Chanyeol bisa memakan apapun, meminum apapun yang para manusia konsumsi namun itu bagai angin untuk Chanyeol, meski ia makan sebanyak apapun ia akan tetap tak memiliki tenaga, karena satu-satunya makanannya hanyalah darah segar.
Dan sekarang pabrik makanannya tengah merajuk dan meninggalkannya, membuat dirinya akan kekurangan tenaga untuk beraktifitas, jadi satu-satunya cara untuk membuatnya tak kelelahan adalah berbaring di dalam petinya.

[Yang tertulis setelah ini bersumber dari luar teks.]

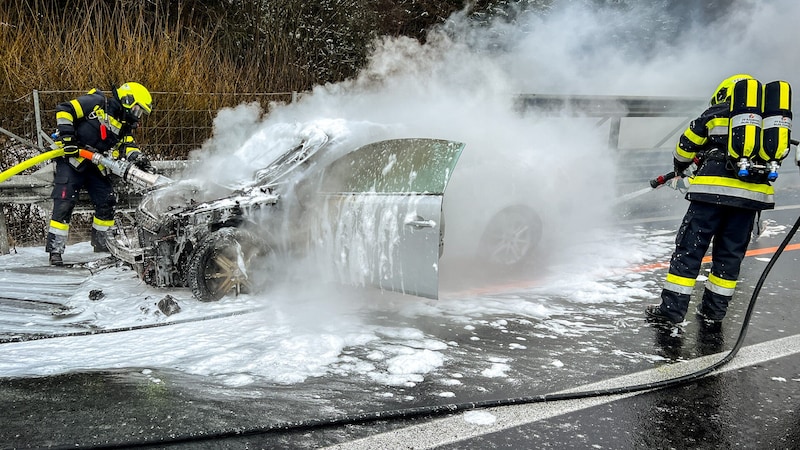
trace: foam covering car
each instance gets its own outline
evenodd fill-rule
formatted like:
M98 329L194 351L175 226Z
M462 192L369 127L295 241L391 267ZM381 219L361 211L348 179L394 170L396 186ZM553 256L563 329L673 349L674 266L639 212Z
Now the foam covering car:
M188 178L146 192L113 256L149 285L201 301L269 289L313 259L337 282L436 298L442 202L464 144L397 138L348 147L307 126L238 184Z

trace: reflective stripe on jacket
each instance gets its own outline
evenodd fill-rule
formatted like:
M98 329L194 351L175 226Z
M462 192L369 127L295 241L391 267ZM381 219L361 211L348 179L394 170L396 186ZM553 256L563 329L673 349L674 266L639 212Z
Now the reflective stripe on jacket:
M703 164L689 185L686 199L738 208L764 210L775 207L775 190L765 177L740 179L727 157L730 105L720 103L693 120L675 146L673 157L681 163L701 156Z
M90 146L97 151L111 152L117 159L139 148L131 136L131 127L123 121L125 111L113 97L92 89L87 94L56 106L56 124L61 136L74 136L80 146ZM84 158L70 158L79 167L89 164Z

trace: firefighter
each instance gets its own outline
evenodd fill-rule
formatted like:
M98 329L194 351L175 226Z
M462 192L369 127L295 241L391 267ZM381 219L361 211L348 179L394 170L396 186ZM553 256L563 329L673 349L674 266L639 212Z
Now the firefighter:
M714 92L711 106L689 124L673 152L677 175L682 175L696 156L702 156L703 162L686 193L690 204L675 238L661 303L645 310L650 322L676 324L684 320L703 256L713 243L711 273L696 315L701 325L719 327L736 288L756 215L775 207L767 175L754 173L742 178L730 156L729 127L736 122L731 118L737 117L731 112L731 96L740 80L757 81L747 74L725 79ZM753 84L761 89L760 83Z
M55 148L64 149L56 158L53 186L53 213L45 250L50 264L61 266L67 244L72 211L81 189L86 189L94 205L92 247L108 251L106 235L114 225L116 195L102 166L79 156L79 149L91 148L114 159L127 159L143 170L151 170L150 161L133 139L133 130L153 108L150 92L139 83L125 83L112 89L112 96L92 89L85 95L56 107L58 128Z

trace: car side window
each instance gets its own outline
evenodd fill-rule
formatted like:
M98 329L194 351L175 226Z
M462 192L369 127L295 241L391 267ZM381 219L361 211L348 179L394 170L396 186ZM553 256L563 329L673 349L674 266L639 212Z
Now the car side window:
M441 195L463 149L463 143L441 139L374 142L333 162L320 190Z

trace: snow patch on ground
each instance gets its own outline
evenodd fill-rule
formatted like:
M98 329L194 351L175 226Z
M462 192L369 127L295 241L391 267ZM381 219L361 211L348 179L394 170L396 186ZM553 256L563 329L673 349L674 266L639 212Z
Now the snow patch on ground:
M464 422L475 425L491 425L497 421L497 416L488 411L467 411L464 413Z

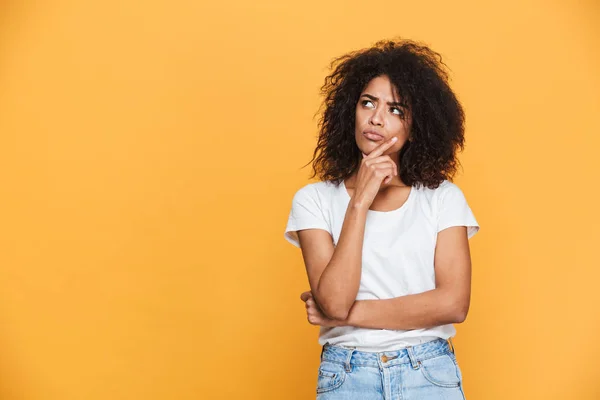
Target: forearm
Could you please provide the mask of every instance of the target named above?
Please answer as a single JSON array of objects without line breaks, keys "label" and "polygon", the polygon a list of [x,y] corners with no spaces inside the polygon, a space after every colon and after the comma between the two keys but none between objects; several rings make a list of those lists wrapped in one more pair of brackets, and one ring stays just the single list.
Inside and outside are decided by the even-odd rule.
[{"label": "forearm", "polygon": [[341,325],[359,328],[410,330],[460,323],[466,315],[443,289],[384,300],[357,300]]},{"label": "forearm", "polygon": [[319,279],[315,299],[332,319],[345,320],[356,300],[367,210],[350,201],[337,246]]}]

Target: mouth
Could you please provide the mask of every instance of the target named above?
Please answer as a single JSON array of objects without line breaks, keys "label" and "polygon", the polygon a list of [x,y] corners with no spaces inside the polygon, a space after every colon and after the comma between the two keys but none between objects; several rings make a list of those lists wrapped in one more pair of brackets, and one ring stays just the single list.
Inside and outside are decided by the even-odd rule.
[{"label": "mouth", "polygon": [[374,141],[374,142],[380,142],[380,141],[382,141],[383,139],[385,139],[385,138],[384,138],[382,135],[380,135],[380,134],[378,134],[378,133],[375,133],[375,132],[372,132],[372,131],[365,131],[365,132],[363,132],[363,135],[364,135],[364,136],[365,136],[367,139],[369,139],[369,140],[372,140],[372,141]]}]

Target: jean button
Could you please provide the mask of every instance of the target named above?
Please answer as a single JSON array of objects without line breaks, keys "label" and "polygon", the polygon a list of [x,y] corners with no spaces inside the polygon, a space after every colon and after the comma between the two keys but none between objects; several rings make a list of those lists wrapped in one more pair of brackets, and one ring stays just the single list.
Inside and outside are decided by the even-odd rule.
[{"label": "jean button", "polygon": [[381,361],[383,361],[383,362],[387,362],[388,361],[388,358],[387,358],[387,356],[385,354],[381,356]]}]

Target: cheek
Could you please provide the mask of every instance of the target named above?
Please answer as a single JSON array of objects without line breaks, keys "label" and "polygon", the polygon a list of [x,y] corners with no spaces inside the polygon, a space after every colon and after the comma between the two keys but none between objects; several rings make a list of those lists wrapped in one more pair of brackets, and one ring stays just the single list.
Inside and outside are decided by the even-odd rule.
[{"label": "cheek", "polygon": [[356,128],[359,128],[361,125],[364,125],[363,116],[358,110],[356,110],[356,116],[354,117],[354,125]]},{"label": "cheek", "polygon": [[391,130],[397,132],[400,135],[407,134],[410,129],[410,124],[406,120],[402,120],[398,117],[389,121],[389,126]]},{"label": "cheek", "polygon": [[400,149],[402,149],[402,146],[404,146],[405,142],[406,142],[406,140],[400,139],[400,141],[396,142],[392,147],[390,147],[389,150],[385,152],[385,154],[399,152]]}]

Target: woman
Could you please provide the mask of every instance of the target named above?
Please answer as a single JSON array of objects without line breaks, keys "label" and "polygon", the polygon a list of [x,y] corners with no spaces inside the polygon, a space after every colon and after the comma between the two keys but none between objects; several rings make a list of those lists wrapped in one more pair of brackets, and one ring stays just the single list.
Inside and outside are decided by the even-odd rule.
[{"label": "woman", "polygon": [[464,113],[441,56],[384,40],[332,62],[285,238],[322,345],[318,399],[464,399],[451,338],[469,309],[479,225],[451,182]]}]

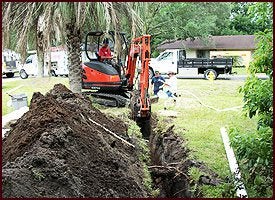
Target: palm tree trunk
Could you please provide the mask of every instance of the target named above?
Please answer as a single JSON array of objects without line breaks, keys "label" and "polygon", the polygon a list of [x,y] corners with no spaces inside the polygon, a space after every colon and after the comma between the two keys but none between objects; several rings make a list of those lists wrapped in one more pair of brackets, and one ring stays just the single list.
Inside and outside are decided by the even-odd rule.
[{"label": "palm tree trunk", "polygon": [[37,42],[36,42],[36,50],[37,50],[37,65],[38,65],[38,77],[44,76],[44,51],[43,51],[43,33],[41,31],[37,31]]},{"label": "palm tree trunk", "polygon": [[70,89],[81,94],[81,34],[73,23],[66,24],[66,44],[68,48],[68,70]]}]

Cara lain para vampir, untuk menyimpan tenaga mereka.
Kaki jenjangnya berjalan menyusuri koridor yang sepi, hingga langkahnya terhenti pada sebuah ruangan tertutup diujung koridor, sebuah ruangan rahasia yang tak seorangpun boleh masuk tanpa seizin darinya.
Chanyeol membuka pintu itu, menimbulkan bunyi derit yang memekikan telinga. Kegelapan menyambutnya pertama kali, namun sebuah benda mengkilap berwarna coklat masih mampu terlihat di dalam sana.
Chanyeol menyalakan sebuah lilin besar diatas meja, sebelum akhirnya ia melangkahkan kakinya lebih dekat pada tempat tidurnya yang sebenarnya. Penutup peti itu diangkat, menampakan sebuah alas empuk berwarna merah maroon.
Ia memasukan tubuhnya, melipat kedua tangannya di depan dada, menutup matanya perlahan dan seketika peti itu tertutup dengan sendirinya menyisakan kesunyian mencekam pada ruangan itu.
…
..
.
Berangkat sekolah dengan suasana hati yang buruk tentu akan mempengaruhi satu harinya di sekolah. Meski baru pertama kalinya bersekolah di sekolah umum dan sudah menjalaninya dua minggu lamanya, nyatanya Baekhyun tetaplah bersikap seperti ia si pemilik sekolah itu. Jika kesal ia akan memasang wajah cemberut seharian, dan berlaku juga untuk semua guru yang mengajarnya. Meski demikian tak ada satupun yang berani menegurnya, karena Baekhyun mereka ketahui sebagai si penerus Reux N'Oeil.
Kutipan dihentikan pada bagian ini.